Donnerstag, 9. Juli 2015

Geh deinen Weg, und lass die Leute reden

Aufrecht gehen muss gelernt sein

"Geh deinen Weg, und lass die Leute reden", könnte ein Lebensmotto sein, um einigermaßen gut durch das Leben zu kommen. Selber zu machen und zu tun was man will. Diesen Mut bringen nur wenige Menschen auf. Viele Menschen lassen sich durch das Gerede der Leute zu stark beeinflussen. Viele Menschen hören nicht auf ihre eigene innere Stimme und bringen nicht den Mut auf, ihren eigenen Weg zu gehen. Im Film "Matrix" gibt es eine Szene wo Morpheus zu Neo sagt, "Ich kann dir nur den Weg zeigen, gehen musst du ihn selbst." Im Film Matrix zeigt der Meister seinem Schüler den Weg, nachdem Neo den Weg beschritten hat, um seinen Meister zu finden.
Karl Marx hatte seinen Meister, oder besser gesagt seine Meister, in Hegel und Feuerbach gefunden und ähnlich wie Neo Morpheus überflügelt hat, hat Karl Marx die beste Synthese zwischen Hegel und Feuerbach gefunden. Die dialektische Logik Hegels wurde kongenial mit dem Feuerbachschen Materialismus kombiniert, nicht ohne die beiden Philosopen vorher zu kritisieren, genauestens zu analysieren und sie auseinanderzunehmen. Marx hatte Hegel vom Kopf auf die Füße gestellt und die feuerbachsche Religionskritik auf die sozialen Zusammenhänge der Gesellschaft übertragen. Nach den kurzen philosophischen Ausflügen hatte Marx sich vorgenommen, nach der Veröffentlichung des kommunistischen Manifestes, die kapitalistische Produktionsweise, die zutiefst chaotisch und anarchisch abläuft, näher unter die Lupe zu nehmen. Seine Analysen führten vom Fetischcharakter der Waren hin zu seiner Mehrwerttheorie, indem er wissenschaftlich auf dialektisch materialistische Art nachweist, dass die Arbeitskraft die die Arbeitnehmer verkaufen müssen um zu überleben, den besitzenden Klassen große Profite einbringen und so ihre Macht und Herrschaft sichern und stärken.
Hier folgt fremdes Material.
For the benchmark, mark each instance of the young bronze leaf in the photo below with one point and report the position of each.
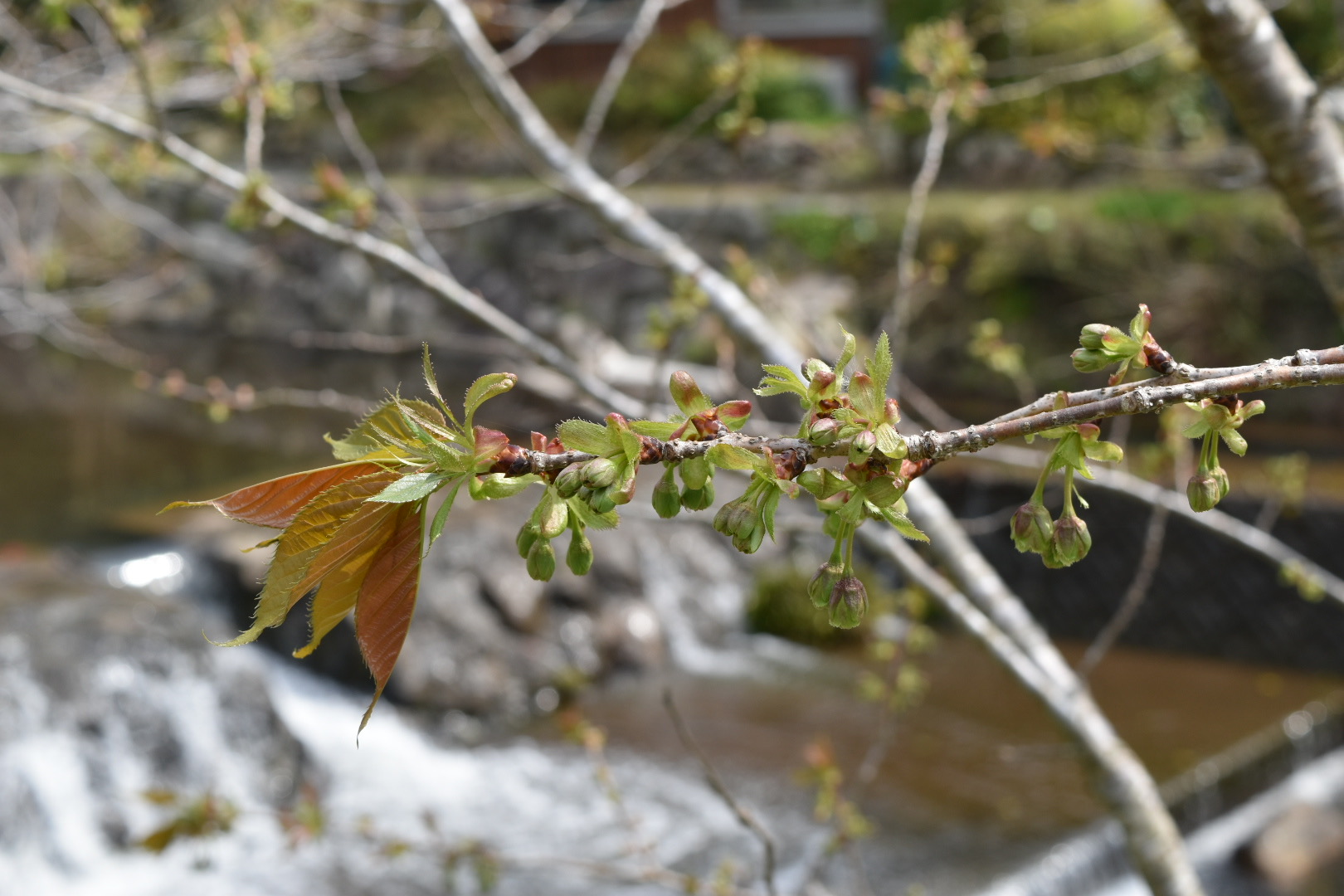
(336, 596)
(275, 503)
(387, 598)
(300, 544)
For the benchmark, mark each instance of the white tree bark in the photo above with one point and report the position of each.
(1273, 100)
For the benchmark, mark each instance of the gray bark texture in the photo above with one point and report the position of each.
(1272, 97)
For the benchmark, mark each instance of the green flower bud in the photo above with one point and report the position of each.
(750, 536)
(823, 583)
(602, 500)
(624, 490)
(862, 446)
(698, 499)
(600, 473)
(849, 602)
(570, 480)
(526, 538)
(1069, 544)
(541, 561)
(667, 500)
(695, 472)
(1031, 528)
(1203, 490)
(553, 514)
(1225, 484)
(580, 557)
(823, 431)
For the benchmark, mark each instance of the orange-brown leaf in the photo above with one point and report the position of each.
(336, 596)
(314, 527)
(387, 598)
(275, 503)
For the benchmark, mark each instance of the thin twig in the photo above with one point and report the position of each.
(672, 140)
(1089, 71)
(640, 32)
(901, 310)
(440, 282)
(368, 162)
(555, 22)
(1135, 596)
(711, 777)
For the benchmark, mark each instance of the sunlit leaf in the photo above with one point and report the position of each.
(431, 384)
(483, 390)
(300, 544)
(585, 436)
(336, 596)
(275, 503)
(387, 598)
(382, 422)
(410, 488)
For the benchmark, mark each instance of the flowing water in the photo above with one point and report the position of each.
(108, 694)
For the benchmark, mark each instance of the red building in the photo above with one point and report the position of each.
(845, 34)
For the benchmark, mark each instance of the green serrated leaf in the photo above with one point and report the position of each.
(631, 445)
(431, 384)
(902, 524)
(1105, 451)
(782, 379)
(769, 504)
(890, 442)
(410, 488)
(441, 518)
(851, 347)
(732, 457)
(880, 490)
(483, 390)
(587, 436)
(879, 368)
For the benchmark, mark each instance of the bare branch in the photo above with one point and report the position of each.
(374, 175)
(437, 281)
(675, 136)
(934, 147)
(554, 23)
(1135, 596)
(1089, 71)
(711, 777)
(640, 32)
(1270, 95)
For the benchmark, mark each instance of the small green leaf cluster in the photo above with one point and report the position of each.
(838, 409)
(859, 411)
(1103, 345)
(1064, 542)
(1218, 419)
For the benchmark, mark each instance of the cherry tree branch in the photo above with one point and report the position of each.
(437, 281)
(1272, 97)
(901, 304)
(555, 22)
(374, 175)
(635, 39)
(1088, 71)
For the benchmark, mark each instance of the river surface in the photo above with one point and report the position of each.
(976, 778)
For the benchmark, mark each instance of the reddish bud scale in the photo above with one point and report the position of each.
(513, 460)
(650, 450)
(789, 464)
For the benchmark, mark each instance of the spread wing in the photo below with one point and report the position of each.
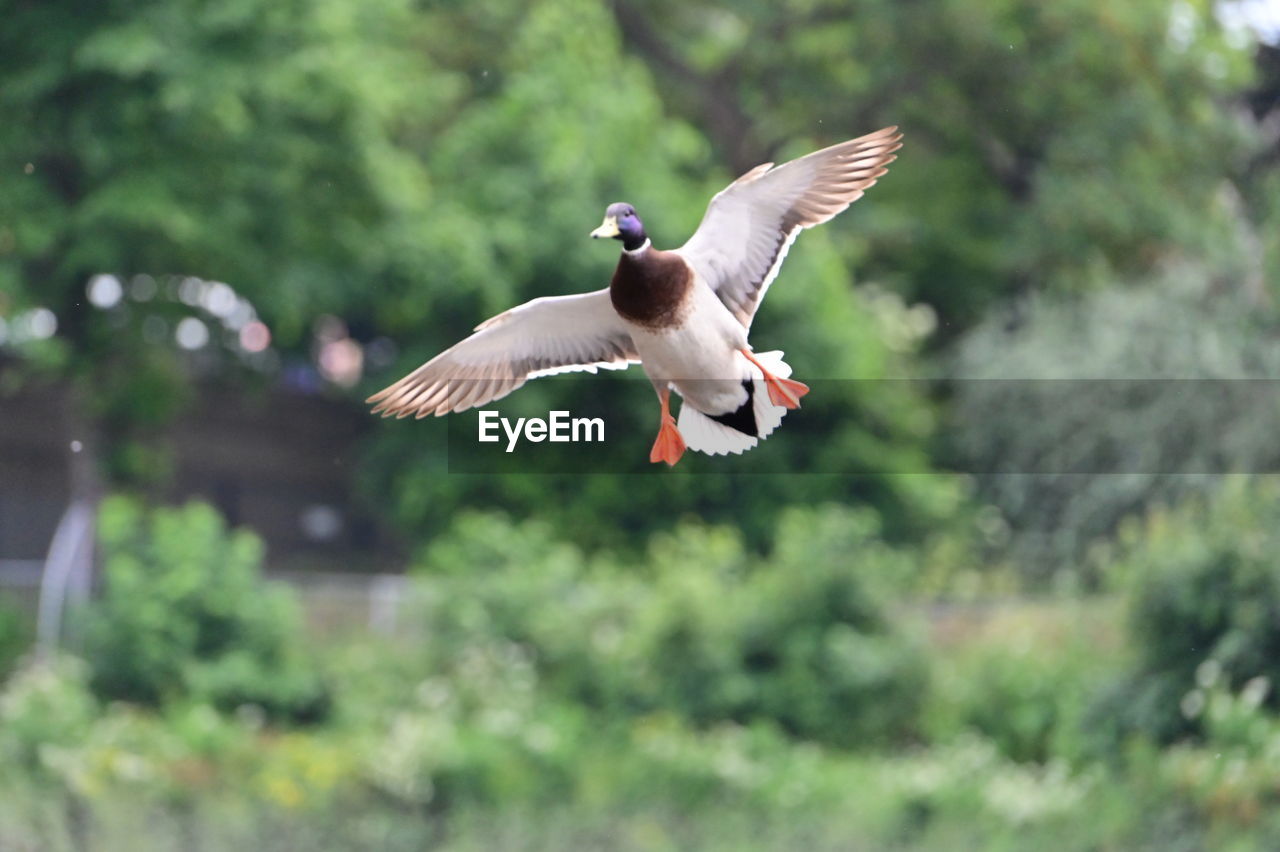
(749, 225)
(547, 335)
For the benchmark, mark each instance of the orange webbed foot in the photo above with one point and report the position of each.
(670, 445)
(785, 392)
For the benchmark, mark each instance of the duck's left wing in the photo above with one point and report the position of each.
(539, 338)
(749, 225)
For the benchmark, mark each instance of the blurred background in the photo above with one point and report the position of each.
(935, 612)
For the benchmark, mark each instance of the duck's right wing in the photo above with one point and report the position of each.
(539, 338)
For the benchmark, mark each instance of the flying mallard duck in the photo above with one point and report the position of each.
(682, 315)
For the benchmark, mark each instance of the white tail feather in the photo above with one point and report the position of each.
(711, 436)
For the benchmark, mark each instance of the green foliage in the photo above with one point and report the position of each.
(16, 636)
(45, 708)
(1024, 679)
(1205, 607)
(1077, 413)
(184, 614)
(801, 639)
(1107, 154)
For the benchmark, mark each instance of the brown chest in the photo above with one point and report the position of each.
(652, 288)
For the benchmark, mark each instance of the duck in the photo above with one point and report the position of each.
(684, 315)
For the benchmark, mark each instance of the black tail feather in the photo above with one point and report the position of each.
(744, 418)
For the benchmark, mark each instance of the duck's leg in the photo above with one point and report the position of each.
(670, 445)
(782, 392)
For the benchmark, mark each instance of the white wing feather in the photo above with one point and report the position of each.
(540, 338)
(750, 224)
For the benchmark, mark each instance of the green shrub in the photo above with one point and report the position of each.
(186, 614)
(1023, 676)
(44, 706)
(1065, 462)
(801, 639)
(16, 637)
(1203, 589)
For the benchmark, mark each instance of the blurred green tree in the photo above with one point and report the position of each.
(184, 614)
(247, 141)
(1048, 145)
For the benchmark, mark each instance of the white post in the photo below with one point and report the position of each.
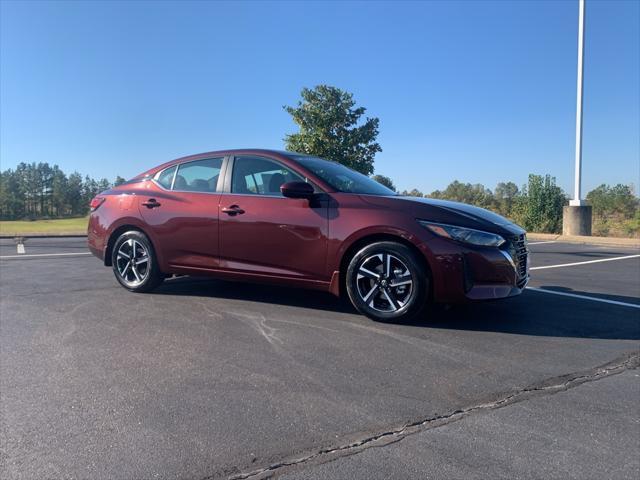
(577, 196)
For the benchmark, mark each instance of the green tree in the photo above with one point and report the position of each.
(386, 181)
(473, 194)
(505, 196)
(413, 193)
(539, 208)
(618, 200)
(328, 119)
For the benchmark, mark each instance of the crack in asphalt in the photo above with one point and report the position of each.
(546, 387)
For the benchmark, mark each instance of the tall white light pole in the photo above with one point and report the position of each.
(576, 217)
(577, 195)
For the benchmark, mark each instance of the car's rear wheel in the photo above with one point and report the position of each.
(387, 281)
(134, 262)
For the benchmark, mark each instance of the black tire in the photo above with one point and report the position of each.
(130, 268)
(387, 281)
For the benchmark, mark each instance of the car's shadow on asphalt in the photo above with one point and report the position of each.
(532, 313)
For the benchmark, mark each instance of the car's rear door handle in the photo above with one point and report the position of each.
(151, 203)
(233, 210)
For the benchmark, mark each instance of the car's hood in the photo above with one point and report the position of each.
(453, 213)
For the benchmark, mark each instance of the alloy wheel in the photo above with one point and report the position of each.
(384, 282)
(132, 262)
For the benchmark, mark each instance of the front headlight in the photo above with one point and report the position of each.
(462, 234)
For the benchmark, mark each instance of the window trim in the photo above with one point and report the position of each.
(229, 177)
(219, 185)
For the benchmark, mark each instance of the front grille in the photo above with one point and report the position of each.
(519, 253)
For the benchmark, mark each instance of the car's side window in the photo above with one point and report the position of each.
(198, 176)
(260, 176)
(165, 177)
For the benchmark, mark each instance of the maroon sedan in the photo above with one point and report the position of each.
(299, 220)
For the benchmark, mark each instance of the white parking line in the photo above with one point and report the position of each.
(44, 255)
(585, 262)
(584, 297)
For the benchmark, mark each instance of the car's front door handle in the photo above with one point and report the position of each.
(233, 210)
(151, 203)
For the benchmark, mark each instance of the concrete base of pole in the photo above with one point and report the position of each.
(576, 220)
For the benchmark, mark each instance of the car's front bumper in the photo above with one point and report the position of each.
(462, 273)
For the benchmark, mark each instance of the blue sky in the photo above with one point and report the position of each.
(477, 91)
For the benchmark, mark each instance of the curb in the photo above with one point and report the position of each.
(611, 241)
(43, 235)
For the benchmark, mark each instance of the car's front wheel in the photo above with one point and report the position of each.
(387, 281)
(134, 262)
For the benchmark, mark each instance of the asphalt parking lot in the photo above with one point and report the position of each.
(205, 379)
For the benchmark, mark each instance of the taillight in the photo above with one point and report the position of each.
(96, 202)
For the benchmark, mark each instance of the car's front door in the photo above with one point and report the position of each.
(181, 210)
(263, 232)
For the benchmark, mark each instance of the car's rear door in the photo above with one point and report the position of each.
(181, 210)
(264, 233)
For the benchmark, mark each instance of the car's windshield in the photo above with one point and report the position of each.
(341, 178)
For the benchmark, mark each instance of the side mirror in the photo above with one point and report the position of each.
(297, 190)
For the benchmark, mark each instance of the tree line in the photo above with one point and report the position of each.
(330, 125)
(537, 206)
(39, 190)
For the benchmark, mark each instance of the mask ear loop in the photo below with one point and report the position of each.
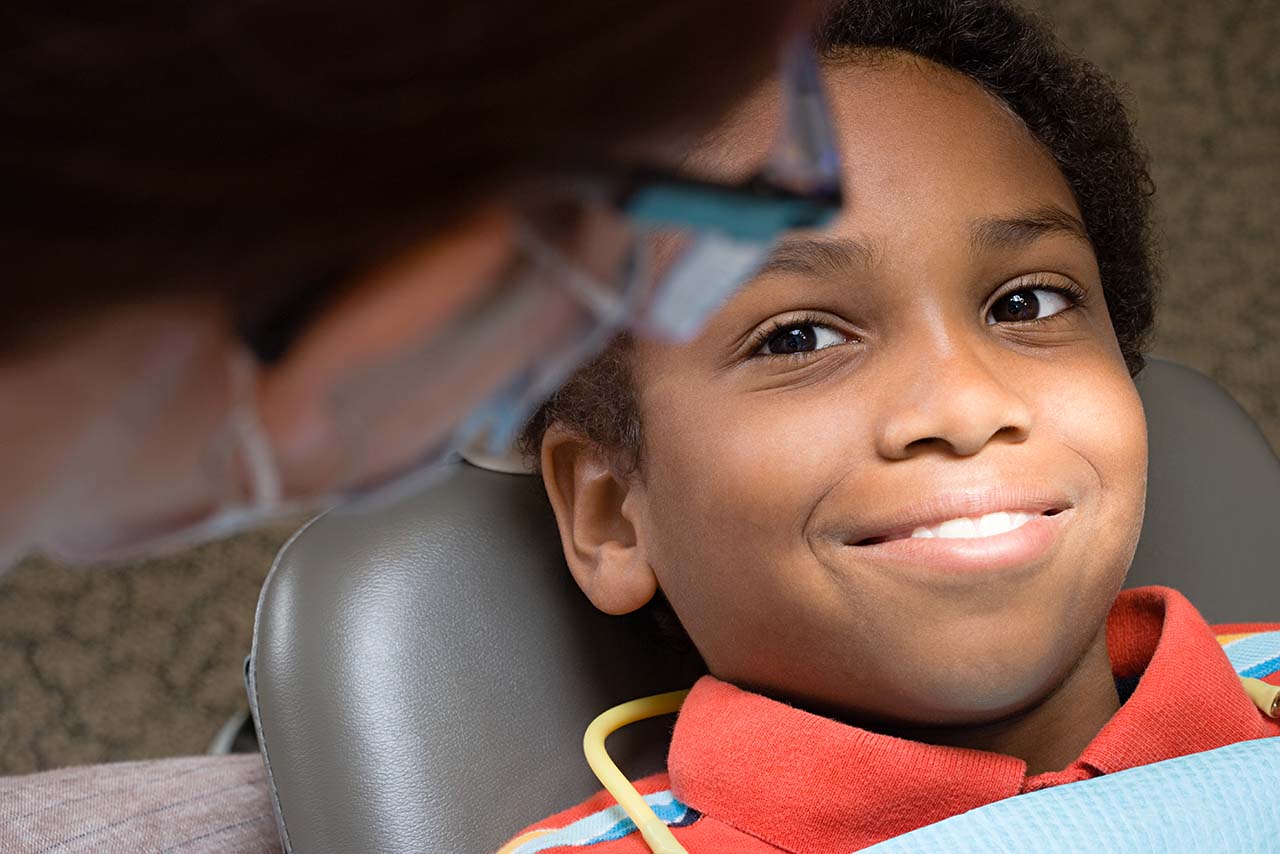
(248, 438)
(656, 834)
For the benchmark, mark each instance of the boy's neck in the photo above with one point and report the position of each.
(1054, 733)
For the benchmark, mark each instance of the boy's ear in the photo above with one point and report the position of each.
(600, 528)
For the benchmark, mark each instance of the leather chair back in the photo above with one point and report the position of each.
(421, 676)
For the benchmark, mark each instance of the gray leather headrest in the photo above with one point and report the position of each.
(421, 676)
(1212, 526)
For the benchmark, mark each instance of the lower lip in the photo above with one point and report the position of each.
(979, 556)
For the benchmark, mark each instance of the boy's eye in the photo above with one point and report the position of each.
(1032, 304)
(800, 338)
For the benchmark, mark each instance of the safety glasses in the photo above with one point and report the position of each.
(600, 252)
(649, 251)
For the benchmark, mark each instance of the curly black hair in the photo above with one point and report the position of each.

Die lohnabhängig Beschäftigten schmieden sich ihre eigenen Ketten. Bei sehr guten Löhnen werden die Arbeiter nicht freier, sondern schmieden sich lediglich goldene Ketten, die ihnen erlauben etwas größere Tortenstücke vom Kuchen abzubekommen. Manche abhängig Beschäftigten kriegen saftige Stücke, andere werden nur mit Brosamen abgespeist.
Wirtschafts- und Finanzkrisen fallen nicht vom Himmel, sondern sind Teil des Systems in dem Überkapazitäten abgebaut und Arbeitskräfte "freigesetzt" werden. Privilegiertere Gesellschaftsmitglieder trifft die Krise zwar auch hart, aber nicht so hart wie Menschen die keinerlei oder nur wenige Privelegien haben. Menschen in der sogenannten "Dritten Welt" trifft die Krise härter als in den kapitalistischen Metropolen.
Aufrecht zu gehen ohne sich in irgendeiner Weise zu korrumpieren oder sich wenigstens nicht schuldig zu machen ist in dieser Welt sehr schwer. Die Krise ist für kapitalistische Gesellschaften ein zweischneidiges Schwert, in Krisenzeiten können, so Marx, alte Geister der Vergangenheit heraufbeschworen werden oder es können auch progressive Kräfte Oberwasser gewinnen. Zur Krise im Kapitalismus werde ich später noch was schreiben.
Wichtig ist festzuhalten, dass aufrecht gehen und wahre Erkenntnisse zu verbreiten nicht risikolos ist. Mit seinem Werk das "Kaptital" hat Karl Marx wahre Erkenntnisse über die kapitalistische Produktionsweise verbreitet. Wie schon erwähnt hat er den Fetischcharakter der Ware beschrieben und die Mehrwerttheorie entwickelt, die Mehrwerttheorie hatte Friedrich Engels einmal als die zweite wissenschaftliche Entdeckung beschrieben. Nachdem Marx, so Engels, schon entdeckt hat, dass der Mensch erst essen, trinken, schlafen und arbeiten muss, bevor der Mensch sich der Religion, Philosophie, Kunst, Wissenschaft und Politik widmen kann.
Das Hauptwerk von Marx ist "ein Geschoss in das Mark des Kapitalismus", so wiederum sein Freund Engels.
Als die erste Auflage des Kapitals erscheint, schreibt Karl Marx am Ende seines Vorwortes.
"Jedes Urteil wissenschaftlicher Kritik ist mir willkommen. Gegenüber den Vorurteilen der sogenannten öffentlichen Meinung, der ich nie Konzessionen gemacht habe gilt mir nach wie vor der Wahlspruch des großen Florentiners: 'Segui il tuo corso, e lascia dir le genti!' [Geh deinen Weg, und lass die Leute reden.]"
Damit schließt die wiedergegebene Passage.